Tove’s blog is not strictly about narcolepsy, focusing mostly on parenting, but her occasional posts about her condition are definitely worth a read!

 

Days of Slumber

This blog is not directly about narcolepsy, but is actually a dream log by a woman called Eliza who has narcolepsy. I love hearing about other people’s dreams, and Eliza’s descriptions are well-written and reflective. Gives you a good idea of how vivid and emotionally-involved narcoleptic dreams can be.

 

Danielle Macpherson

Danielle is a recently diagnosed Australian PWN who has been blogging about her experiences in having narcolepsy, traveling, studying to become a nurse and most importantly maintaining a positive attitude throughout it all 🙂

 

Liever lui dan moe

This blog is all in dutch, so unfortunately I can’t tell you too much about the content… but the author Sandra is an awesome lady who told me that “it’s important that more people know what our disease means” – so I think we can all agree with that!
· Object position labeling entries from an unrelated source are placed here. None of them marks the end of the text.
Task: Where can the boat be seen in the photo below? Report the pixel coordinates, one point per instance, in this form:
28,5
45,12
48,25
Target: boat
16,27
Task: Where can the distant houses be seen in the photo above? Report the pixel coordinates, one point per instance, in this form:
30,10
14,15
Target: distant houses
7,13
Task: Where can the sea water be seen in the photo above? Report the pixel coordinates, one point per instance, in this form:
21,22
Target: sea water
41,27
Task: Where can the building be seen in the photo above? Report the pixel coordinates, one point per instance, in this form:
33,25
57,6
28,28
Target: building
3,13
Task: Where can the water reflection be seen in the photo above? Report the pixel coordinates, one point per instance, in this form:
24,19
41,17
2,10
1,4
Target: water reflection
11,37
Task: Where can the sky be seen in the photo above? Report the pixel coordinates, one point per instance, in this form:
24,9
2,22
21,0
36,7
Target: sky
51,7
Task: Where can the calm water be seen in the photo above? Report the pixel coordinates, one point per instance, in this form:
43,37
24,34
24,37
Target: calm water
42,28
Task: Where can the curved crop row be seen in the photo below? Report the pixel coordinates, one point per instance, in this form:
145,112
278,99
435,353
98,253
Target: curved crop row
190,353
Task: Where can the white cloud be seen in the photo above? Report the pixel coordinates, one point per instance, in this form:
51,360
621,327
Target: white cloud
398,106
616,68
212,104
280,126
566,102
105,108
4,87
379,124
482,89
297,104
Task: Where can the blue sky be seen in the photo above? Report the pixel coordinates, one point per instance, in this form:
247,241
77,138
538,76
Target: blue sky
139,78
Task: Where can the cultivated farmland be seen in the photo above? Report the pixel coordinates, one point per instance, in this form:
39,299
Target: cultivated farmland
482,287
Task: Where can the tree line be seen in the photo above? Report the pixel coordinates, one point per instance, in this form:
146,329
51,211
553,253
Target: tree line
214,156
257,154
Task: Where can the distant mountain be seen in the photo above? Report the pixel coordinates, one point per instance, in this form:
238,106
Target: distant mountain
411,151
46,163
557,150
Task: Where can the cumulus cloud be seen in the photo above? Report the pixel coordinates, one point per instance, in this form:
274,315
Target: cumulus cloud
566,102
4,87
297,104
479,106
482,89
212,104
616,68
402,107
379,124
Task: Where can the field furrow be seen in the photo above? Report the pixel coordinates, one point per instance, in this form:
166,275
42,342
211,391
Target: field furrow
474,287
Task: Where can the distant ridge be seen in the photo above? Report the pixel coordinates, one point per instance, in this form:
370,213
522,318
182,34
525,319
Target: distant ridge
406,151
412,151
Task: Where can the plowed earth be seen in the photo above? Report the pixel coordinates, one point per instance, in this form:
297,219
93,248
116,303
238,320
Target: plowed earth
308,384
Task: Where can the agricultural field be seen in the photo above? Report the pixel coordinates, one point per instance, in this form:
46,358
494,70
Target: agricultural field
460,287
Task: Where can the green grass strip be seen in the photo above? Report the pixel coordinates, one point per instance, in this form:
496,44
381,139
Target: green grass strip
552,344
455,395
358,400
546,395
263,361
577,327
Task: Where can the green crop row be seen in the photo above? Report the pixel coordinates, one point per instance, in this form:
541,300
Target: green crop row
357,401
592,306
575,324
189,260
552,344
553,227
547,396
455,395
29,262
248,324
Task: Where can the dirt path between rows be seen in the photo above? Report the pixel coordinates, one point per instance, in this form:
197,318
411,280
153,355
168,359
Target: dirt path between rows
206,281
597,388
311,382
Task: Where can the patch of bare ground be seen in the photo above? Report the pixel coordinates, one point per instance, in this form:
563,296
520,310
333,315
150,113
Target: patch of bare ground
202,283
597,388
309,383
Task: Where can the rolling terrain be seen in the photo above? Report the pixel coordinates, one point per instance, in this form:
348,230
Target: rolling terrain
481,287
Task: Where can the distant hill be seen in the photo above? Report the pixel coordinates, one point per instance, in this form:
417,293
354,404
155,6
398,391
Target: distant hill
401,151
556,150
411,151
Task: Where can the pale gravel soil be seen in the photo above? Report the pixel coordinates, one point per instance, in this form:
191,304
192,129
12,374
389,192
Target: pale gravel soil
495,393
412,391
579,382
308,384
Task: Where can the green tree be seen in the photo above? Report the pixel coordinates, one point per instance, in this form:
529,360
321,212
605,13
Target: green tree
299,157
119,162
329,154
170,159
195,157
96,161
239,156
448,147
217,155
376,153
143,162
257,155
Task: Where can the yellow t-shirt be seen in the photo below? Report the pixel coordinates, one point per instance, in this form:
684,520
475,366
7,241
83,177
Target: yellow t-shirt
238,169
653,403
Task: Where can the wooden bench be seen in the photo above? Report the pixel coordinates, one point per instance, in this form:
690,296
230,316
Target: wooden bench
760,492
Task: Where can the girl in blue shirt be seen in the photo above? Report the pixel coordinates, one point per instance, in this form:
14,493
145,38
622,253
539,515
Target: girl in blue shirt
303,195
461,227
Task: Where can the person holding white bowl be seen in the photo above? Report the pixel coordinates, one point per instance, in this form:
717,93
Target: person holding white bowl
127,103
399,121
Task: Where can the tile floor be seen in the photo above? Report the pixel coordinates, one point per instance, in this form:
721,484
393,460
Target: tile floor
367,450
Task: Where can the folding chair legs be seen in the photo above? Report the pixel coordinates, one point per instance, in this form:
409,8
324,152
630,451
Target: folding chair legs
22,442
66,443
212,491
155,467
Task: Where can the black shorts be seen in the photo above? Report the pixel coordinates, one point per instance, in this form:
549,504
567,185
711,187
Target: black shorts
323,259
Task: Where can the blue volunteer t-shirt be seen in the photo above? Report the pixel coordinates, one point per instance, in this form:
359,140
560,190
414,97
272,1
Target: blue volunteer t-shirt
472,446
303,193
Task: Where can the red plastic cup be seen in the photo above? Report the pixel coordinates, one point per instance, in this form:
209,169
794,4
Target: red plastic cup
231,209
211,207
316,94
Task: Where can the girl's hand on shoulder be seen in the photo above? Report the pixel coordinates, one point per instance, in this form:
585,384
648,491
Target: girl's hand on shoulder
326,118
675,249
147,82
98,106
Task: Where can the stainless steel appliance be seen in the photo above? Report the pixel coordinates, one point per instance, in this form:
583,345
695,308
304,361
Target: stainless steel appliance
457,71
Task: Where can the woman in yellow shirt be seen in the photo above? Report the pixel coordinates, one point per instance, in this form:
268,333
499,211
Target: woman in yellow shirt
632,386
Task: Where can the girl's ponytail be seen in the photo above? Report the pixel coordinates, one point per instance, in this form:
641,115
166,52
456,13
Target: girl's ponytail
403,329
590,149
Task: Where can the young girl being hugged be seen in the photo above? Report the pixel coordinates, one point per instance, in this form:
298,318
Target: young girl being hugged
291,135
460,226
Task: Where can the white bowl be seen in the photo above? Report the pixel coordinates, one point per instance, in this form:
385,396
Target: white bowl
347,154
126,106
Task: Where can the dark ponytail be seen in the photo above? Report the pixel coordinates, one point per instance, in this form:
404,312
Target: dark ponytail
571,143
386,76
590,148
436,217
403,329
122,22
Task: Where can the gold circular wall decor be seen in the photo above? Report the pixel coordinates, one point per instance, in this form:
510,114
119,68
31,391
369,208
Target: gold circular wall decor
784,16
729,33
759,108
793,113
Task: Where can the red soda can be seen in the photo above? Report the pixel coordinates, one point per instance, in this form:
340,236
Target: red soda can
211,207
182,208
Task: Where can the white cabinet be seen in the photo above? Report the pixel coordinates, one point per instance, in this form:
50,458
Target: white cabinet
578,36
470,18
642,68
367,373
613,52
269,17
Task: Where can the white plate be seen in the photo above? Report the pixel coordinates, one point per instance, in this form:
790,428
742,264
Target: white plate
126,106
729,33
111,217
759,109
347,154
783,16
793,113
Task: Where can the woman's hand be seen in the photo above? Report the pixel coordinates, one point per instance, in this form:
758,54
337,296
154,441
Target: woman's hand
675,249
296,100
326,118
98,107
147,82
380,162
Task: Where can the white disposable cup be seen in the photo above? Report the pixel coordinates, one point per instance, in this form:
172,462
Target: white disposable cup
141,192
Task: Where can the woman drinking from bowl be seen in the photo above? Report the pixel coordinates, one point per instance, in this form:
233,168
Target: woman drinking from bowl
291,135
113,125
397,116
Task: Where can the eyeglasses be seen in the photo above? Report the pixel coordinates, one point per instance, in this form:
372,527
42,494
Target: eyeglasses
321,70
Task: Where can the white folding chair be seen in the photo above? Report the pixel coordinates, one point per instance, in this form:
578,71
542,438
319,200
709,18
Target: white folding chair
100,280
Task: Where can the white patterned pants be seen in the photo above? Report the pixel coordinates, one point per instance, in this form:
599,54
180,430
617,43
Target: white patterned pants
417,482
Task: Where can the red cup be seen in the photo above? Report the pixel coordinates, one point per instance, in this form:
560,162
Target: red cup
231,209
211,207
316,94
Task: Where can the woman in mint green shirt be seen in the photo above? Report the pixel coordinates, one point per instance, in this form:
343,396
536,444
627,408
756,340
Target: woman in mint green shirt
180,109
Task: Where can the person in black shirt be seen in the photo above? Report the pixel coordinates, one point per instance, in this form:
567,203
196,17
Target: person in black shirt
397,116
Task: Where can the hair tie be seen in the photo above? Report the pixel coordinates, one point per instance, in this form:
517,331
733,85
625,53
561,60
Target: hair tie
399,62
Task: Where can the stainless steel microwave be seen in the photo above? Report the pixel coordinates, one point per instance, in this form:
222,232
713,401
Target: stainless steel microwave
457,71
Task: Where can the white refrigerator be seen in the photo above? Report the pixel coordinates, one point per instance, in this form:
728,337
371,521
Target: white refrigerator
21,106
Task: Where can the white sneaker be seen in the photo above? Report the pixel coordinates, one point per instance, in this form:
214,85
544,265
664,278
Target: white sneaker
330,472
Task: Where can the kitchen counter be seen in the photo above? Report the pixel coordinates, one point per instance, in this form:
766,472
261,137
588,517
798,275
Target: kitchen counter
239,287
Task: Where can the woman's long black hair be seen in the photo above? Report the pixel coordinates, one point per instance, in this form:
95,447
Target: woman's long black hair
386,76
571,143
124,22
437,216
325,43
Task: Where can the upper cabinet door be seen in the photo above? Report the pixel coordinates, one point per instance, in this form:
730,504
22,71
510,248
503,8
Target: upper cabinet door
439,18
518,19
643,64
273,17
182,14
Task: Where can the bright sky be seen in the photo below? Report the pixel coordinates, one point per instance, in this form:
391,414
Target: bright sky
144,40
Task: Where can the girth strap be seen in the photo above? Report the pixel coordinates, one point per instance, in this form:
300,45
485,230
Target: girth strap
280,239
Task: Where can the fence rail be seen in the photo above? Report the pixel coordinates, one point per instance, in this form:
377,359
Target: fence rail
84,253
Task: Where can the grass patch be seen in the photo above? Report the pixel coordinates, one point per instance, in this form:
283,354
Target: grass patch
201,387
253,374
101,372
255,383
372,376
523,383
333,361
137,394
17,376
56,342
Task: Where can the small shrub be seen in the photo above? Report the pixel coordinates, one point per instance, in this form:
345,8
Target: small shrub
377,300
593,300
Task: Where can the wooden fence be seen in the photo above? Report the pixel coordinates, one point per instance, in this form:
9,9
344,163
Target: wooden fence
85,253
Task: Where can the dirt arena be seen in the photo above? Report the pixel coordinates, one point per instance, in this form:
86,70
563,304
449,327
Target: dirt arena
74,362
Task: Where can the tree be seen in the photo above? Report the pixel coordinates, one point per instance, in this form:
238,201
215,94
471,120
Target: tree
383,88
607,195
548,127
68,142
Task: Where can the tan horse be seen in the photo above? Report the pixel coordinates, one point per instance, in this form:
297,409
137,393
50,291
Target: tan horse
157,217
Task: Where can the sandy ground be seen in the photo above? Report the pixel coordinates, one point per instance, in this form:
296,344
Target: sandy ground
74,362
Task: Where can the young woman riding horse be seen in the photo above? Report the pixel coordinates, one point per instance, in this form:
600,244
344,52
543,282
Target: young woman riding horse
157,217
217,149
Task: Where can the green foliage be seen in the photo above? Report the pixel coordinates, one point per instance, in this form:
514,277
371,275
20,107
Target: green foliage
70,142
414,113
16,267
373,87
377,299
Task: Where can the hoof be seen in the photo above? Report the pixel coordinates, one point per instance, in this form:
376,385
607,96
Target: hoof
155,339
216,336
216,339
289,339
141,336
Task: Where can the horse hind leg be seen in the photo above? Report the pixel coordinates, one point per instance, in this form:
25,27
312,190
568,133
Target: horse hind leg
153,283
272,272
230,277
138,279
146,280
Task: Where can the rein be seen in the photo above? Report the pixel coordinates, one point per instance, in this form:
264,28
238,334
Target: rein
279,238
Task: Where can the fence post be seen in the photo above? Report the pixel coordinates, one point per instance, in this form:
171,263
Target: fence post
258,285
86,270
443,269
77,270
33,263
Happy to have people out there reppin’ our cause in other languages.

 

The Everyday Owl

The main topics of this blog include not just narcolepsy, but also the experience of living with depression, phobias and compulsive behaviours. I think this is important information as many narcoleptics also suffer from different mental health issues, and this writer is very open in describing the difficulties that these present in her life.